Carrière San Pedrone : Histoire de pierres

En Castagniccia, dans la région d’Orezza, Virginie Albertini nous ouvre les portes de son entreprise familiale. À 46 ans, cette dirigeante corse évoque son activité comme une véritable passion pour le patrimoine local et le travail artisanal de la pierre dans lequel il s’inscrit. La carrière San Pedrone est la dernière carrière de lauze corse en activité. La lauze, « a teghja », dont l’extraction relève d’un procédé particulièrement délicat, est inscrit à l’inventaire du patrimoine culturel immatériel.

Par la mise en synergie des savoir-faire, des projets et des hommes à l’ouvrage au sein de l’entreprise qu’elle dirige, Virginie Albertini nous inspire aussi par sa force d’engagement et sa persévérance.

À travers cette rencontre, c’est le portrait d’une femme dynamique et soucieuse de perpétuer l’expression de la lauze dans le paysage bâti de la Corse qui apparaît en filigrane.


Par Laura Benedetti

Comment s’est dessiné votre parcours jusqu’à la Direction de la carrière ?
Bien que j’aie été immergée dans ce milieu depuis l’enfance, j’ai choisi de suivre des études en école de commerce. À la fin de mes études, je ne pensais pas travailler dans le secteur de la construction. J’ai commencé ma vie professionnelle dans la publicité, un domaine jeune et dynamique, qui me semblait plus branché à l’époque.
Cependant, après deux ans passés dans la publicité, j’ai ressenti le besoin de revenir à quelque chose de plus concret, et je souhaitais retrouver un lien plus tangible avec mon travail. Cette prise de conscience m’a ramenée vers mes racines et vers le secteur de la construction, où je me sens pleinement épanouie depuis 2003.

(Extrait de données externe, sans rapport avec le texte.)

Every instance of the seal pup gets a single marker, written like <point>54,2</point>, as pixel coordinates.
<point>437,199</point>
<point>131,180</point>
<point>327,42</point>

En 1999, mon père a décidé de racheter cette petite carrière de pierres et de lauzes faisant partie du patrimoine de notre région d’Orezza. Pour lui, c’était un rêve et l’aboutissement de son projet : pouvoir travailler et créer une activité économique dans une région alors économiquement sinistrée. Le pari était risqué et loin d’être de tout repos. Cet été-là, alors que je venais de terminer ma première année d’études post-bac, je l’ai aidé à mettre en place cette petite entreprise artisanale. Avec des moyens matériels assez restreints, nous avons dû obtenir les autorisations préfectorales nécessaires pour exploiter la carrière. La tâche n’était pas aisée, surtout que je n’avais aucune connaissance en la matière, ni en réglementation ni en technique. Mon frère, qui a trois ans de moins que moi, a pris la lourde tâche de s’occuper de la production. Aujourd’hui, il est mon associé et le directeur technique de la carrière. Après trois mois d’été passés à installer cette nouvelle activité, les fondations étaient posées, et je suis retournée à l’école avec un sentiment d’accomplissement et un regard neuf sur mes études.

Quelles sont les qualités nécessaires, qui plus est d’une femme, pour diriger une entreprise comme la vôtre ?

Ce n’est pas vraiment facile pour moi de parler de mes qualités, je parlerais donc de ce qui est nécessaire à toute personne qui veut s’impliquer corps et âme dans une entreprise artisanale, dans un premier temps beaucoup de patience et de persévérance et un moral à toute épreuve, l’amour d’une région et de ses paysages, le respect de notre patrimoine culturel et de son bâti historique. Avoir également le sens du contact humain car c’est avant tout une histoire d’humains.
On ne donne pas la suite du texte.